The second point was in 1989, when I was a single mom living in Gainesville. I was driving my seven-year-old daughter to catch her bus and pulling out of a side street. There was a high retaining wall along the street and a young child cyclist was coming down behind it, whom I could not see. Fortunately, he only had to get a few stitches. But I was shaken up and called Dan Burden's office and asked what I might do to help promote bicycle safety. Soon thereafter I became the FDOT statewide bicycle safety education program coordinator on a grant to the University of Florida.

The third time was the day after Christmas in 1996, when my best friend and program assistant Margaret Raynal was killed on her bicycle by an inattentive truck driver. We began the
Florida Bicycle Association to create more awareness for sharing the roadway and made a specialty license plate tag for Florida that now brings in $160,000 a year for cycling and motorist education.

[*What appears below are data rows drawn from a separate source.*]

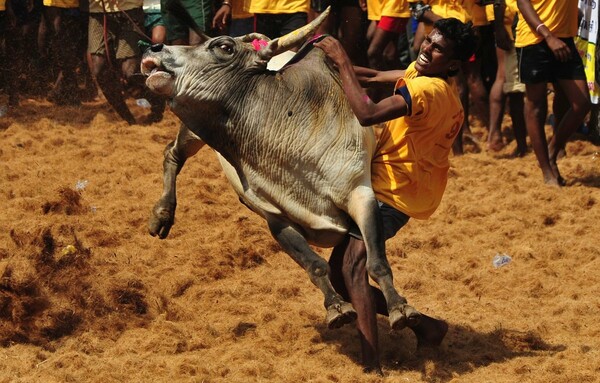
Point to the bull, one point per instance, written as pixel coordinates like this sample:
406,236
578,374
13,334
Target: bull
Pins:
289,144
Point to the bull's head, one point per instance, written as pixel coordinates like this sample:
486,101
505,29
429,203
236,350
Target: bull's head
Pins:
166,65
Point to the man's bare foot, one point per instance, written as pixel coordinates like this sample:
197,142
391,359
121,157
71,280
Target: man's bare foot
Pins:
552,180
495,146
519,153
430,332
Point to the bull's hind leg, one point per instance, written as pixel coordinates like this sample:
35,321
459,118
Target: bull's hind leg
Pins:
363,208
176,153
339,312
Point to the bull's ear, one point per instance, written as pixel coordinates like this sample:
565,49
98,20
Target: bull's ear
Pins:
253,36
292,39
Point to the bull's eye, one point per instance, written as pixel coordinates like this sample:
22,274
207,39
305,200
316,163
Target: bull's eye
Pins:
226,48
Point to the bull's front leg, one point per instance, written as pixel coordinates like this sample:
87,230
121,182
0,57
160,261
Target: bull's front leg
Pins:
176,153
364,209
339,312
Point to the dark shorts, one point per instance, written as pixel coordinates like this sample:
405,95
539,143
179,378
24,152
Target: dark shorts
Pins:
393,220
277,25
537,64
152,19
200,11
122,35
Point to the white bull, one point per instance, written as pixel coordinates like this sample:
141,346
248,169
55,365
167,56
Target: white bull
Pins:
290,146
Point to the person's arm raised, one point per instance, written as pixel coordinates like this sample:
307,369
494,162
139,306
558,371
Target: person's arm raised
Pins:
367,112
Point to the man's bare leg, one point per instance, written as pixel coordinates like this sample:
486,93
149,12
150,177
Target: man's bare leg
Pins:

Can you think of ways to improve the current safety of people riding bicycles in this country?
There has to be lots more education in the schools, for young children first as pedestrians, then as young bicyclists and then as young drivers; maybe requirements for a bicycle driver's license as part of a middle school education program that becomes a prerequisite to getting a driver's license.

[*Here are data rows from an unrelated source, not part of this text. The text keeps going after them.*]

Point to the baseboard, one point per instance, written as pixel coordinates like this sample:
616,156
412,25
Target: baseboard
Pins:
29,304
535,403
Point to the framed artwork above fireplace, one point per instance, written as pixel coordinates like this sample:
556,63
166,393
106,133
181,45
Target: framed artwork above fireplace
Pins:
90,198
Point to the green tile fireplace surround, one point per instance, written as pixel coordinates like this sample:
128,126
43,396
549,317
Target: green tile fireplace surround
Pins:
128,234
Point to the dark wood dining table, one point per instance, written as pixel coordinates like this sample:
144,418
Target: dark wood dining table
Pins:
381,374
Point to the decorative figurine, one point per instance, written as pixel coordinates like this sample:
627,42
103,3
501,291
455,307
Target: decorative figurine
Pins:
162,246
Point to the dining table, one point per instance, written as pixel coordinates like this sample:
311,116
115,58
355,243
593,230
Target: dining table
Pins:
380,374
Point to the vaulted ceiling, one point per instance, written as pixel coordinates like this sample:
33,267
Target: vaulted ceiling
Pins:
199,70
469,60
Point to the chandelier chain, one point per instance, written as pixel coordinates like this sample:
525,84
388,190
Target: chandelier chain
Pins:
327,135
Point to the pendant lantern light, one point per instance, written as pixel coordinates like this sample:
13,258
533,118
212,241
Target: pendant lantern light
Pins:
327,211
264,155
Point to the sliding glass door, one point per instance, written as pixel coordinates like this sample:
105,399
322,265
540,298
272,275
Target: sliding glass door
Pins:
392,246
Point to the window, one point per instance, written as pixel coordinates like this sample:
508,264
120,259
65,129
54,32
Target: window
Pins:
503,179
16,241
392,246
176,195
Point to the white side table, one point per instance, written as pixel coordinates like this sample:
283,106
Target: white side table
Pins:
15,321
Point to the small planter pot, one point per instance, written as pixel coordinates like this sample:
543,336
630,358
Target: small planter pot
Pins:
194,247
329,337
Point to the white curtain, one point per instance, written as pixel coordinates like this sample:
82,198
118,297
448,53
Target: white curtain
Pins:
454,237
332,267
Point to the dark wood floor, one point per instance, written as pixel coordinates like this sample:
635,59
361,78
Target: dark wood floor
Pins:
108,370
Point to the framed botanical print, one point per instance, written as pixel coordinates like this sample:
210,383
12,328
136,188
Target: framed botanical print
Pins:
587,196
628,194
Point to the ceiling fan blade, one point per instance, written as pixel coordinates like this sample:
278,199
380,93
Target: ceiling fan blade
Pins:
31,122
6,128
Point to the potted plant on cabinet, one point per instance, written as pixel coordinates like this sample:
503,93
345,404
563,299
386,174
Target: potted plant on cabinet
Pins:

And there also have to be safer facilities, like more trails that connect to other on-road facilities, bike parking and greater public awareness and support for cycling. When cyclists are rewarded for saving gas, getting parking space in downtown, and not polluting the environment, and when they get recognized for their contributions, they will recognize riding a bicycle as being a good thing to do, not just for ourselves and our own health, but for our communities.

How do you envision the future of cycling in the United States?
We've only just begun! It's really taking off more and more across this country as gas prices increase and health becomes such a prevalent issue. It's our time as bicyclists and advocates and educators.

What do you think rail-trails have offered and will continue to offer the world of biking?
I've always believed in trails because I see them as the training ground for new and young cyclists, where they can learn or relearn to ride in an environment away from cars where they feel safer. From there they can begin to venture out onto roads, but only after they have mastered the skills and feel comfortable. I also see trails as a wonderfully peaceful and safe-feeling place for all to cycle, regardless of age, skill, race, economic status, etc. They're the grand equalizer and are closer to nature and all the beauty that it has to offer.

More broadly, how do you think rail-trails can improve the communities they run through?
They really tie the community together. They are also a wonderful catalyst for joining neighborhoods and doing revitalization projects. People love trails, and if given good, safe places to walk and ride, they will do so.

Do you have a personal favorite rail-trail or two?
One is in my hometown, Florida's Gainesville-Hawthorne State Park Trail, just because I can get to it every morning and watch eagles flying on it. And also the many trails in Washington, D.C., because they are such a great big-city asset.